How much of an administered dose reaches the systemic circulation, and how quickly?
How is exposure summarised from a plasma concentration-time curve (AUC, Cmax, Tmax)?
When can two drug products be considered interchangeable?
Which physiological and formulation factors reduce or alter bioavailability?

Key concepts

Rate and extent of absorption
Area under the concentration-time curve (AUC)
Peak concentration (Cmax) and time to peak (Tmax)
Absolute vs relative bioavailability
First-pass (presystemic) elimination
Average bioequivalence and the two one-sided tests procedure
Biopharmaceutics Classification System

Mechanisms

Systemic exposure after extravascular dosing is governed by the fraction of dose that is liberated from the formulation, dissolves, permeates the gut wall, and survives presystemic metabolism in the gut and liver. The plasma concentration-time profile integrates these processes; its area under the curve reflects the extent of absorption while peak concentration and time to peak reflect the rate. Comparing exposure to an intravenous reference gives absolute bioavailability, while comparing two extravascular products gives relative bioavailability. Bioequivalence assessment then asks, statistically, whether the exposure metrics of a test product fall within accepted limits of a reference, typically using log-transformed AUC and Cmax in a crossover design analysed with the two one-sided tests procedure.

Clinical relevance

Bioavailability and bioequivalence underpin why a generic product can be substituted for an innovator and why route of administration and food can change the response to the same dose. They are reference concepts for interpreting how exposure is generated and compared; they describe the science behind product interchangeability and labelling rather than offering individual dosing or substitution advice.

Evidence & guidelines

Regulatory frameworks for bioequivalence rest on a statistical equivalence logic in which the 90% confidence interval for the test-to-reference ratio of exposure must lie within predefined limits, an approach formalised by Schuirmann's two one-sided tests procedure. The Biopharmaceutics Classification System of Amidon and colleagues links solubility and permeability to expected absorption behaviour and underlies biowaiver thinking, and textbook treatments such as Rowland and Tozer codify the underlying pharmacokinetic measurement.

History

The quantitative study of bioavailability grew out of mid-twentieth-century pharmacokinetics, as plasma concentration measurement made it possible to compare absorption across formulations and routes.

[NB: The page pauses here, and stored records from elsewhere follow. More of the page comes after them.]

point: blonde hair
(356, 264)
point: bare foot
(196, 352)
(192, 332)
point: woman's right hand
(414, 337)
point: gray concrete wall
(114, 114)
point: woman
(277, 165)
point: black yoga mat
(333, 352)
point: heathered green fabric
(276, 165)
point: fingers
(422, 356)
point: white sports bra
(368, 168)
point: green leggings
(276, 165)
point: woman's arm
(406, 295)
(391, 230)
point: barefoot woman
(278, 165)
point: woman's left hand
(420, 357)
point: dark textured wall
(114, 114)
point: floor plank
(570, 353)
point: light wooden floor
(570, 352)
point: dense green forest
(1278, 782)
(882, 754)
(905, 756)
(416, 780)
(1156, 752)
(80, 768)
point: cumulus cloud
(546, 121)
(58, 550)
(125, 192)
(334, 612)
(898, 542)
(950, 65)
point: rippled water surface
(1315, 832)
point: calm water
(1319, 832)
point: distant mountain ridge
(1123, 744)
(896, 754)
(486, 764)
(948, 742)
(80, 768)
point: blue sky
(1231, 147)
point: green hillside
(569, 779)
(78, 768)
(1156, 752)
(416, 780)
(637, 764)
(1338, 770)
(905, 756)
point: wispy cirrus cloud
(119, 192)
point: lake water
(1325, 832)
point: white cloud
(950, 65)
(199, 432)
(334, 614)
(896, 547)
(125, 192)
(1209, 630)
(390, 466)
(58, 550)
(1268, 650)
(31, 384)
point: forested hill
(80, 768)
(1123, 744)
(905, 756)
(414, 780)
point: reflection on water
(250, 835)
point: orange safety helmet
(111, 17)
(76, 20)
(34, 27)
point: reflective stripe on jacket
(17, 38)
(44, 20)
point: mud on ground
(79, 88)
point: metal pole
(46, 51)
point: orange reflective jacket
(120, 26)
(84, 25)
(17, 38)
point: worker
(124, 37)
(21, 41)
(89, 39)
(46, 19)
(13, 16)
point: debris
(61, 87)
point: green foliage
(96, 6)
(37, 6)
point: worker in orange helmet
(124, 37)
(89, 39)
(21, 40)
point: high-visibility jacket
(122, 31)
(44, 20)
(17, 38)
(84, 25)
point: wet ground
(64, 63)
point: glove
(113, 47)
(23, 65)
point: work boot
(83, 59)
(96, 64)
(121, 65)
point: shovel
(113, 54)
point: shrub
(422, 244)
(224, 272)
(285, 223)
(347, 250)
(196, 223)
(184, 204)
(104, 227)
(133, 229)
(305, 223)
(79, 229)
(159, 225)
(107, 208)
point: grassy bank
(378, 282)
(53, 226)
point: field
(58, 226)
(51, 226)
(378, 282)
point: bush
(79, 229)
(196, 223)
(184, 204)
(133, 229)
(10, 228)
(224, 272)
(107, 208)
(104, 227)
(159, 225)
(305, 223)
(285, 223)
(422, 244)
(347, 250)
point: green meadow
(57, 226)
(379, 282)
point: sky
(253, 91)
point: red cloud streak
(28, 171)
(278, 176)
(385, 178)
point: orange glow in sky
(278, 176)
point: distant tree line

Reports of clinically important differences between nominally identical products drove the development of formal bioequivalence testing, and Schuirmann's 1987 articulation of the two one-sided tests procedure gave the field its dominant statistical method. The 1995 Biopharmaceutics Classification System later connected physicochemical properties to absorption and reshaped how bioavailability is anticipated and waived.

Key figures

Gordon Amidon
Donald Schuirmann
Malcolm Rowland
Thomas Tozer

Seminal works

amidon-1995
schuirmann-1987

Frequently asked questions

What is the difference between bioavailability and bioequivalence?: Bioavailability measures the rate and extent to which a drug reaches the systemic circulation; bioequivalence is the comparative conclusion that two products deliver bioavailability similar enough to be considered interchangeable.
Which measurements summarise bioavailability?: Extent of absorption is summarised by the area under the plasma concentration-time curve (AUC), while the rate is captured by the peak concentration (Cmax) and the time to reach it (Tmax).